The Financial Gap Between Hospitals Is About to Get Wider

Organizations that rely only on looking backward will continue to lose ground. The losses may not show up all at once, but they add up over time through slower cash, higher costs to collect, and revenue that is never fully recovered.

On the other hand, hospitals that can identify or predict risk earlier will be in a very different position. When teams can see which claims are most likely to be denied, which payers are changing behavior, and where underpayments are starting to trend, they can act before those issues hit the balance sheet.

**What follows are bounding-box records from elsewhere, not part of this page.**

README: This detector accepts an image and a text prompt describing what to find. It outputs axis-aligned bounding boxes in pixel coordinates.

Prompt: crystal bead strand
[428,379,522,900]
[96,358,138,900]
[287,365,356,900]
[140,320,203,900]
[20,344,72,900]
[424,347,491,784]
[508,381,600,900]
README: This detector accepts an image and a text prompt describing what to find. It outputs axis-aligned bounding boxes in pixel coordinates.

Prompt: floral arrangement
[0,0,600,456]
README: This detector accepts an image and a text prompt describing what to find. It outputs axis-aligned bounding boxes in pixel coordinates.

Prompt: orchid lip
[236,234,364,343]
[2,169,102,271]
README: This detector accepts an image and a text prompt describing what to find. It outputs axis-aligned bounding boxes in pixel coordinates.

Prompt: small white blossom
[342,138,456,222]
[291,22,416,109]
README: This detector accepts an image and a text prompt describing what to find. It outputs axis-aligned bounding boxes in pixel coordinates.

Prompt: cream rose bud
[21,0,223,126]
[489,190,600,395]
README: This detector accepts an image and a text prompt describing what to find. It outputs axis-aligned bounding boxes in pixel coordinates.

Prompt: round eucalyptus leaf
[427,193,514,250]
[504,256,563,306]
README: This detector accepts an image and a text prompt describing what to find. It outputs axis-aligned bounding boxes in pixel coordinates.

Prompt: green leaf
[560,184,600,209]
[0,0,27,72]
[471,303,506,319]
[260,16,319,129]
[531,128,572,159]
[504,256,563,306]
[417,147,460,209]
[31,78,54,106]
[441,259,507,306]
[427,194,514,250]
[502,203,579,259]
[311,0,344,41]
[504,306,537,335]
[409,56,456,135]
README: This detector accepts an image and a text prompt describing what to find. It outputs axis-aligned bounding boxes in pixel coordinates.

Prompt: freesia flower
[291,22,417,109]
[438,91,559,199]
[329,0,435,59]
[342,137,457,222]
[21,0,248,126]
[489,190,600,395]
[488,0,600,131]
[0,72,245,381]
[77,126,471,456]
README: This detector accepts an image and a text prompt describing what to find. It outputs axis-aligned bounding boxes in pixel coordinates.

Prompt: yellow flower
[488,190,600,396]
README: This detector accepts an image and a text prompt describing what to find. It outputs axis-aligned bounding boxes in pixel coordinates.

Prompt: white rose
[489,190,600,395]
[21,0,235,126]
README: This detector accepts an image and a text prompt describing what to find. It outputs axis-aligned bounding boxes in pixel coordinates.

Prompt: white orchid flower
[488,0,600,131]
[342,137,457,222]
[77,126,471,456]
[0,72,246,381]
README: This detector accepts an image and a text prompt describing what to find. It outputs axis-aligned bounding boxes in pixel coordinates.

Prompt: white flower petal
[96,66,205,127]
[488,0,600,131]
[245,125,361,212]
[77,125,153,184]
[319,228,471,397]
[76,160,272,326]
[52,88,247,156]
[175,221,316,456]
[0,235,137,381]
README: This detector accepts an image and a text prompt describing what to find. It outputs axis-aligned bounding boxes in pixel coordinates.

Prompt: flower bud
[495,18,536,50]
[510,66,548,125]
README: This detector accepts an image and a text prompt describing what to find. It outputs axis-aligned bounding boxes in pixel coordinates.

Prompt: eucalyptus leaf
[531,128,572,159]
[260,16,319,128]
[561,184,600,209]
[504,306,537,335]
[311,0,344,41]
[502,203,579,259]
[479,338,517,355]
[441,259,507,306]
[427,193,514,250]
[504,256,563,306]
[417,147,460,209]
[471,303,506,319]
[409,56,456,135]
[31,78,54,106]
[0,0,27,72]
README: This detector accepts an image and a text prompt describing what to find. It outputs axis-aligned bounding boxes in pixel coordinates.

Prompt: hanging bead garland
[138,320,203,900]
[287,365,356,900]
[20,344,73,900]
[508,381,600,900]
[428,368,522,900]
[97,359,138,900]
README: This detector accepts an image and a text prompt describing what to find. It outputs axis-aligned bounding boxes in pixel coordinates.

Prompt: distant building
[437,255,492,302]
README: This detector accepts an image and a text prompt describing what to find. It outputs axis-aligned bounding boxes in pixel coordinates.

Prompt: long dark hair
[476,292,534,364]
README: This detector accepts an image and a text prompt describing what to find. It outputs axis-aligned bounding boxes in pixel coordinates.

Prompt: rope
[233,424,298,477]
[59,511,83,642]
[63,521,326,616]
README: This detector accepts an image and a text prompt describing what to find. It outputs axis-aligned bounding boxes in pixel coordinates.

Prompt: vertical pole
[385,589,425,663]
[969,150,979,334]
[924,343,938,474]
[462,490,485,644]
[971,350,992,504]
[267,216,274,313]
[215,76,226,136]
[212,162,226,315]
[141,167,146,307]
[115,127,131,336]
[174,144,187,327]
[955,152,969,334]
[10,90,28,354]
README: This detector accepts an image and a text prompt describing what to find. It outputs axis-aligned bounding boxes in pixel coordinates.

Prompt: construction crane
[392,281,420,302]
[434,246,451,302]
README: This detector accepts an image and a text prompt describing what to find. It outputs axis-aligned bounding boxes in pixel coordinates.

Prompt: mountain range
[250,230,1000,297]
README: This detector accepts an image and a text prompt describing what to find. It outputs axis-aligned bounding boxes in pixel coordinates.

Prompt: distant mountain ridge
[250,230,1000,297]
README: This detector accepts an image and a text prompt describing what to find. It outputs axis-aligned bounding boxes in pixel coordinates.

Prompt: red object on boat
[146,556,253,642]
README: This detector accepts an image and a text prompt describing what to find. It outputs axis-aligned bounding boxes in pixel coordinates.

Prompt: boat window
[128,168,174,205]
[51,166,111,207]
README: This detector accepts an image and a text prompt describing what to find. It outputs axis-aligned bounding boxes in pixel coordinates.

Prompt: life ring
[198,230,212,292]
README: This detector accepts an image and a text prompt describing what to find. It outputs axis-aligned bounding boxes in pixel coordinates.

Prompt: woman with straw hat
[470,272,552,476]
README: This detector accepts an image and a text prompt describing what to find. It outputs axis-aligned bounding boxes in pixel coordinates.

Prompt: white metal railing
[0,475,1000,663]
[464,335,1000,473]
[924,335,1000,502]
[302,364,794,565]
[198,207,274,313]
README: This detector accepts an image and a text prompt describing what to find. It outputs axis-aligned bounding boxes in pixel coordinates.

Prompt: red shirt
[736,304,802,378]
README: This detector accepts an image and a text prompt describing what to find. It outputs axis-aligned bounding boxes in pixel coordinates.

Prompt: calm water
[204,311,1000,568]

That is where data and analytics start to matter in practical ways. Not flashy dashboards, but tools that connect authorization outcomes, denial patterns, payment variance, and payer behavior into something teams can actually use. McKinsey has shown that hospitals using advanced analytics in revenue cycle functions can meaningfully reduce denials, improve cash flow, and cut costs to collect by 30 to 60 percent when insights are built into daily operations.

That ability to act earlier, not just analyze later, is becoming one of the most meaningful sources of financial advantage.

The Shift: Balancing Recovery and Prevention

Hospitals cannot control payer consolidation, policy shifts, or broader market forces. But they can control how well they understand what is happening inside their own revenue cycle and how effectively they respond. The most resilient organizations are no longer treating prevention and recovery as an either/or decision. They recognize that revenue protection requires both: preventing what you can based on historical trends and aggressively pursuing what you’re unable to predict as new behaviors surface.

Even the best insights cannot anticipate every denial or underpayment. Payer behavior changes constantly, policies are interpreted inconsistently, and new issues surface, sometimes without warning. That reality means some revenue will always need to be chased. The goal moving forward will be to apply effort where it protects the most revenue and informs smarter prevention. By analyzing which claims break, where payers deviate, and why appeals succeed or fail, teams gain intelligence they can use to refine documentation, processes, and strategy over time. AI can help here, too, but only when it is used as a practical tool. Its value is not in replacing people, but in surfacing patterns that are impossible to see at scale otherwise. Used well, it helps teams focus their effort where it protects the most revenue.

As we enter this next era of revenue cycle management, financial performance will not be driven by who has the biggest billing staff or the most aggressive appeals process. It will depend on which organizations can spot risk early, respond faster, and prevent losses before they happen.